すべてはその一言から始まった。高校演劇は負けたら終わり。
男子よりも、勉強よりも大切な日々が幕を開ける。

ある地方の高校演劇部を指導することになった女性教師が部員らに全国大会の出場を意識させる。高い目標を得た部員たちは恋や勉強よりも演劇ひとすじの日々に。演劇強豪校からの転入生に戸惑い、切磋琢磨して一つの台詞に葛藤する役者と演出家。彼女たちが到達した最終幕はどんな色模様になるのか。

「もっと言いたい。死ぬほど稽古したい。」
「どこまでも行けるから、だから私たちは不安なんだ。
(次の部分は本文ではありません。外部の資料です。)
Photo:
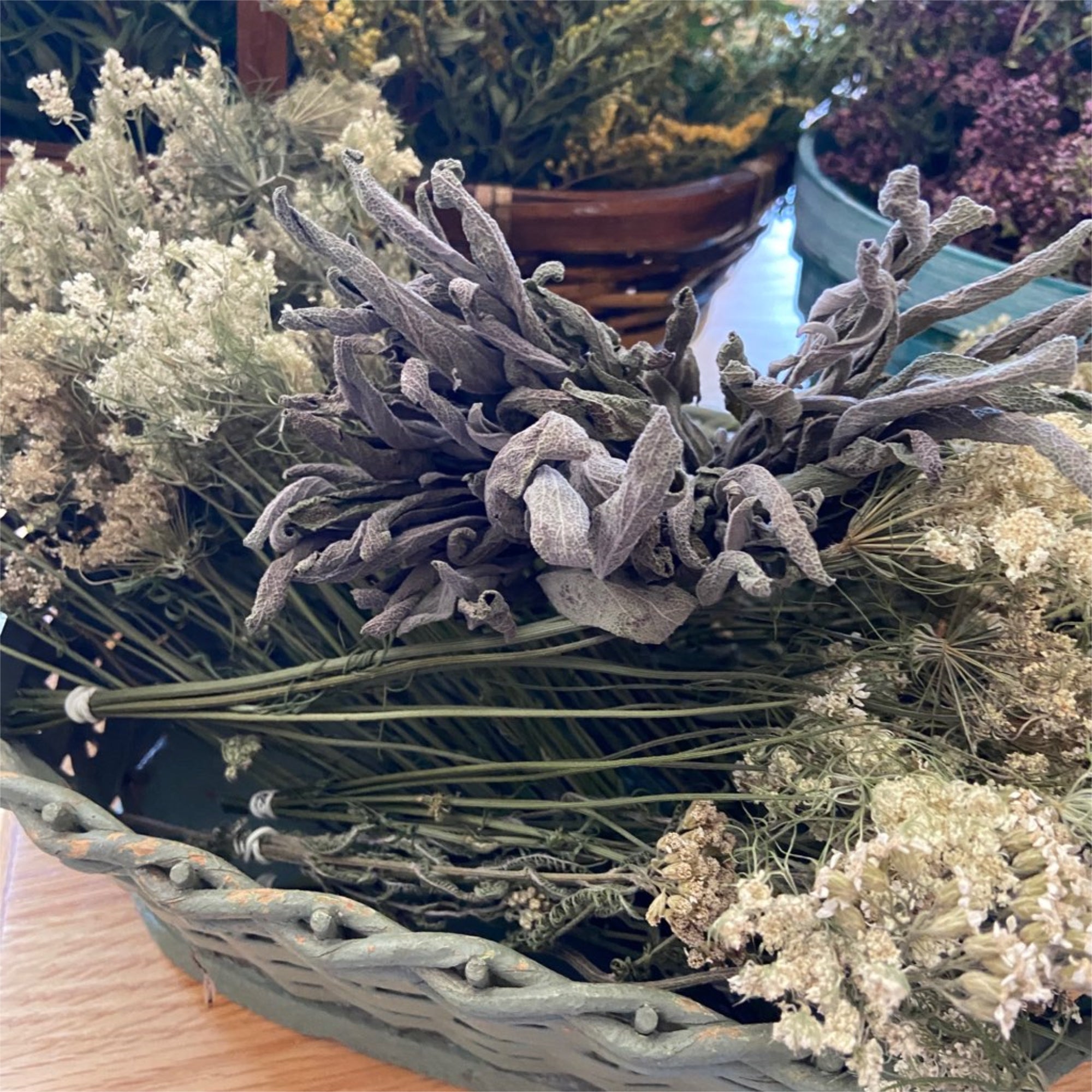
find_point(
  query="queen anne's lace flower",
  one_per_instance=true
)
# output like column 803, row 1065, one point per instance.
column 53, row 90
column 978, row 894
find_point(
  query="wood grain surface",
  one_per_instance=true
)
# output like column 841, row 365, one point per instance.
column 88, row 1004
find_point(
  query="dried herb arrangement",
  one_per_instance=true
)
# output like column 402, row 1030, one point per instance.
column 575, row 92
column 787, row 704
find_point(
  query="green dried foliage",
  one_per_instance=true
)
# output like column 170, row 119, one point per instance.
column 575, row 92
column 495, row 432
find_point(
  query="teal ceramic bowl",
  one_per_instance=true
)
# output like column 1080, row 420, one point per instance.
column 829, row 225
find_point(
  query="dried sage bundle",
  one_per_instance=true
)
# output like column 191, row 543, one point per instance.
column 485, row 433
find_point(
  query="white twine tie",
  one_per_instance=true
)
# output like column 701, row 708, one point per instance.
column 78, row 705
column 262, row 804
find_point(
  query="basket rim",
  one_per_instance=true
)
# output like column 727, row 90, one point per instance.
column 177, row 881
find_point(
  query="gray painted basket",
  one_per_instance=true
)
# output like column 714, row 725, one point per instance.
column 454, row 1007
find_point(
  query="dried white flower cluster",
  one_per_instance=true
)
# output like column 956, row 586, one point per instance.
column 1040, row 698
column 698, row 879
column 53, row 91
column 140, row 291
column 968, row 900
column 839, row 752
column 1011, row 507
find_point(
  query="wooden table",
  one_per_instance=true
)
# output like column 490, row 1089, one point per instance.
column 88, row 1004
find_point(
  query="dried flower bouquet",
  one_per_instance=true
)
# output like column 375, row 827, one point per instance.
column 788, row 704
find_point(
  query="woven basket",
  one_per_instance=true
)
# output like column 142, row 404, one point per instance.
column 627, row 253
column 455, row 1007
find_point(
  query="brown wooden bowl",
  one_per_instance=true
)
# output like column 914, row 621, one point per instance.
column 627, row 253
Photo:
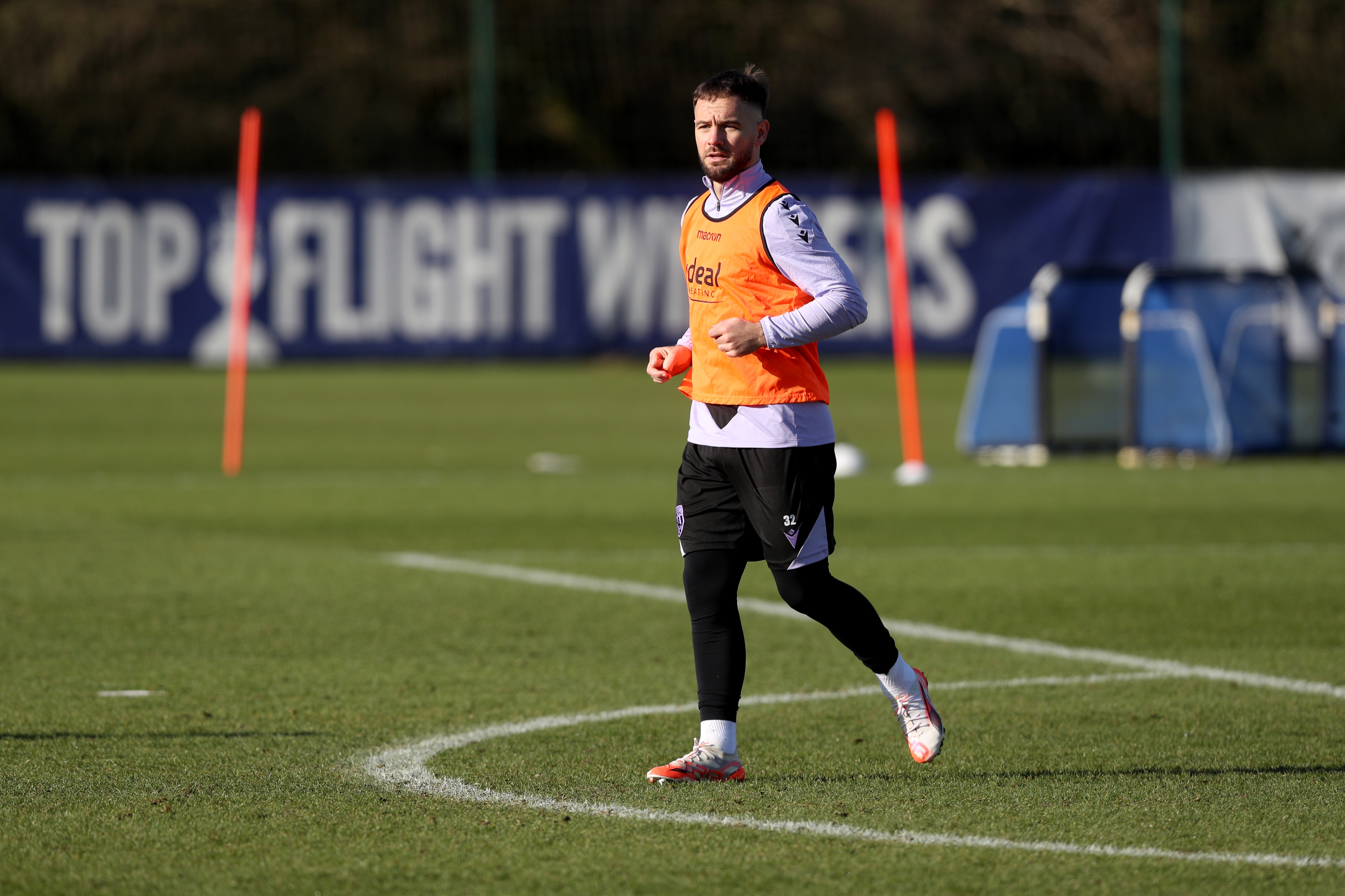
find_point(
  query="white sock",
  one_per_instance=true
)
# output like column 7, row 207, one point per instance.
column 898, row 683
column 722, row 734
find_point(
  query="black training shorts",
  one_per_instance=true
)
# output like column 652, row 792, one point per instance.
column 774, row 504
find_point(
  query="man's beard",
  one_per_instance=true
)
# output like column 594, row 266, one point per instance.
column 736, row 167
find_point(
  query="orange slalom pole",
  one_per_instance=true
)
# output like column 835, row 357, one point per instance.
column 912, row 471
column 245, row 217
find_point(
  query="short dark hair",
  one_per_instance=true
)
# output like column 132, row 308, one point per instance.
column 748, row 84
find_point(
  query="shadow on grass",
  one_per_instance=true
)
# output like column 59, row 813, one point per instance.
column 151, row 735
column 1181, row 773
column 1052, row 773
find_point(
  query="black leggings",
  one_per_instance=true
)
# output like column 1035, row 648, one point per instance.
column 712, row 578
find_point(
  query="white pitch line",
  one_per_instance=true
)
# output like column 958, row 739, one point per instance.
column 406, row 768
column 904, row 628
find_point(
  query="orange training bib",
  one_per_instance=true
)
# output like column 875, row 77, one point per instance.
column 730, row 273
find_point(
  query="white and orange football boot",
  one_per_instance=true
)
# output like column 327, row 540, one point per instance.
column 921, row 722
column 705, row 762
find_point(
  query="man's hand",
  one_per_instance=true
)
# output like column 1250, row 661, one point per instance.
column 668, row 362
column 738, row 338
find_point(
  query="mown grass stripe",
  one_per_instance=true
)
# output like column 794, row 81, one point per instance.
column 906, row 628
column 406, row 768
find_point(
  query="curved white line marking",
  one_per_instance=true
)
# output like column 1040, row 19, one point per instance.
column 406, row 768
column 1169, row 668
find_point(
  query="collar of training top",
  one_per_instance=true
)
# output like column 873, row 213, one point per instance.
column 738, row 190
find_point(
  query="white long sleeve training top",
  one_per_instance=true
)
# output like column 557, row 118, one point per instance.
column 802, row 253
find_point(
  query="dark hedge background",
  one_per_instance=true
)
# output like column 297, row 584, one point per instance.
column 360, row 86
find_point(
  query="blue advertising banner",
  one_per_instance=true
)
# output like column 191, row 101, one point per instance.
column 522, row 268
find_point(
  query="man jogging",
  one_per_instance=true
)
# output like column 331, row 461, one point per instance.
column 758, row 473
」
「夢だけど、夢じゃなかった!」
「カンパネルラ! また、いつか、どこかで!」


ももクロが映画主演ということで話題になった青春小説。
平田オリザの芝居は大好きですが、小説を書いているとは知りませんでした。

いまでは観劇は趣味の一つですが、高校生当時はそこまで興味があったわけじゃなかったので高校演劇は見たことがありません。
なので、作品中で描かれる高校演劇の世界は知らないことだらけで、なかなか興味深く読めました。
県の大会が秋以降にあり、全国大会は翌年度に開催される。つまり、県大会で勝ち抜いて全国大会への切符を手にしても、3年生は全国へは出られない。
なんとも特殊な大会だなと思いました。


ある高校演劇部を舞台に、高校生たちが一つの舞台を作っていく過程を描いた青春小説なのですが、友情、確執、嫉妬、恋愛、進路……。青春ものらしいさまざまな要素が散りばめられ、その要素のどれか一つでも大きくふくらませていけばもっともっとドラマチックにできたのに。
「お、これはのちの伏線か?!」と思う場面がいくつもあるのですが、そのどれもがハズレで、ドラマチックに仕立て上げようという意図が毛頭ないことに途中で気づきます。

ただ真摯に。
演劇に向き合い。
芝居ってなんなのか。
演じるってなんなのか。
どうして芝居をするのか。

小手先のエピソードではなく、きちんと物語の芯に向き合うことで、ブレのないすばらしい青春小説となっていました。
戯曲とはまた少し趣が違うけれど、小説もおもしれー。
平田オリザ、もっと書いてくれればいいのに。